Os relatos de casos de sucesso são encorajadores. O acompanhamento clínico de animais em tratamento com cannabis apontam para melhorias significativas em cães com epilepsia refratária, redução do estresse em bovinos durante o transporte, e uma recuperação acelerada em aves resgatadas com ferimentos graves.

 

“Um dos melhores resultados é a indicação para dor. Sempre vejo resultados muito bons, mas a cannabis ajuda a modular também o apetite para pacientes oncológicos e o comportamento, como a ansiedade. É preciso ter cautela com a administração e a dosagem, além de seguir acompanhando de perto. Os animais são mais sensíveis ao THC, mas esse fitocanabinóide também traz bons resultados, por isso a necessidade de entender esse sistema e sua modulação através da cannabis”, explica João Lourenço Hasckel Gewehr.

 

O futuro da medicina veterinária canábica no Brasil parece promissor, mas depende de uma combinação de pesquisa contínua, regulamentação adequada e educação dos profissionais veterinários. O sistema endocanabinoide e o uso de canabinoides na medicina veterinária representam uma revolução potencial no cuidado animal. O Brasil está na vanguarda dessa inovação, graças aos esforços de pesquisadores da área. 

 

O desenvolvimento de protocolos específicos e a regulamentação adequada serão essenciais para transformar essas promessas em práticas clínicas seguras e eficazes, beneficiando tanto os animais quanto a sociedade como um todo.

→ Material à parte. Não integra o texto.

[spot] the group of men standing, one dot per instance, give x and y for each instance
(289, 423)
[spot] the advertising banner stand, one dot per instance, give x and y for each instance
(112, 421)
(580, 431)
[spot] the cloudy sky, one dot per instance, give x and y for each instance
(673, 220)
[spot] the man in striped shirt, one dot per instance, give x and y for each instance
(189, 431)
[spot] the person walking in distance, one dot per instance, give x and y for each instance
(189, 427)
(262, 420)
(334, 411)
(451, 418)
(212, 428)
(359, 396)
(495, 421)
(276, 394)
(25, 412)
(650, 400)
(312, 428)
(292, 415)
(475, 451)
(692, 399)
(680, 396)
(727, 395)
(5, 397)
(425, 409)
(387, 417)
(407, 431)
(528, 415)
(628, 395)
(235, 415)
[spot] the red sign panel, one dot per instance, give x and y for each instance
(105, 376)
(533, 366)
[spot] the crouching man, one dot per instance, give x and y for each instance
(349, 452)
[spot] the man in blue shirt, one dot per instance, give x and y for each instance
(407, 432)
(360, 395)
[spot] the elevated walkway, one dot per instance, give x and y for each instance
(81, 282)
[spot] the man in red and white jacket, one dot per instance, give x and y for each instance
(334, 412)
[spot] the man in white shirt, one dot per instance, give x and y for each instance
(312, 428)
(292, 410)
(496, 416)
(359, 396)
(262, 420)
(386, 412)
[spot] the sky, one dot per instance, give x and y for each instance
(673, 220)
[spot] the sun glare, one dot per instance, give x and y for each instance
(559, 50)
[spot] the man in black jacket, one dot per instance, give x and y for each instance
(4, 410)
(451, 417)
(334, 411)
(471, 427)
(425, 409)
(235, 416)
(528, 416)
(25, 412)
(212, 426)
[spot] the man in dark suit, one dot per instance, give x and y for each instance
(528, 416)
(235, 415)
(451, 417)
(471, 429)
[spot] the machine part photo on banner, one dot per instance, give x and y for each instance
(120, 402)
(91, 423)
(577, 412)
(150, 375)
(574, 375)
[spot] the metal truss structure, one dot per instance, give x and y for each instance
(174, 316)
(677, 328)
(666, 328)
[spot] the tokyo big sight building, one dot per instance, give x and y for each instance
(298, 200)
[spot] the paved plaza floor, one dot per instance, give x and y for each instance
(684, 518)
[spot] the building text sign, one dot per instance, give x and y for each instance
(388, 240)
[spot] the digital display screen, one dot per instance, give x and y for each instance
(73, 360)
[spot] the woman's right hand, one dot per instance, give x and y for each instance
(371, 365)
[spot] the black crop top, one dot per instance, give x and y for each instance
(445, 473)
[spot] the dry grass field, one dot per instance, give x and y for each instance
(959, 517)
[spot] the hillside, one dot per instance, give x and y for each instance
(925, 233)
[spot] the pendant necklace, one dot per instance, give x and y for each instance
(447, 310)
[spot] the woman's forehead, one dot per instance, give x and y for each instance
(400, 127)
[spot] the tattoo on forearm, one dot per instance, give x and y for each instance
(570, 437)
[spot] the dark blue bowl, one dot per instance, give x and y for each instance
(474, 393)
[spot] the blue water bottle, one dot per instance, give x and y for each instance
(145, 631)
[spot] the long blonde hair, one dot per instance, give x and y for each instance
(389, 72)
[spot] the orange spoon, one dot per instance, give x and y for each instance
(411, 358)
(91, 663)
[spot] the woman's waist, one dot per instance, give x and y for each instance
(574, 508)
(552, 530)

“Enquanto, como médicos, não estivermos cientes da magnitude desse sistema que é tão vital, pois não há saúde plena do organismo sem um sistema endocanabinoide funcionando plenamente, estaremos falhando enquanto profissionais. Ainda que o corpo produza os endocanabinoides que conectam e ativam esse sistema, os fitocanabinoides da cannabis desempenham muito bem essa conexão, promovendo saúde através da regulação desse sistema”, defende João Lourenço Hasckel Gewehr.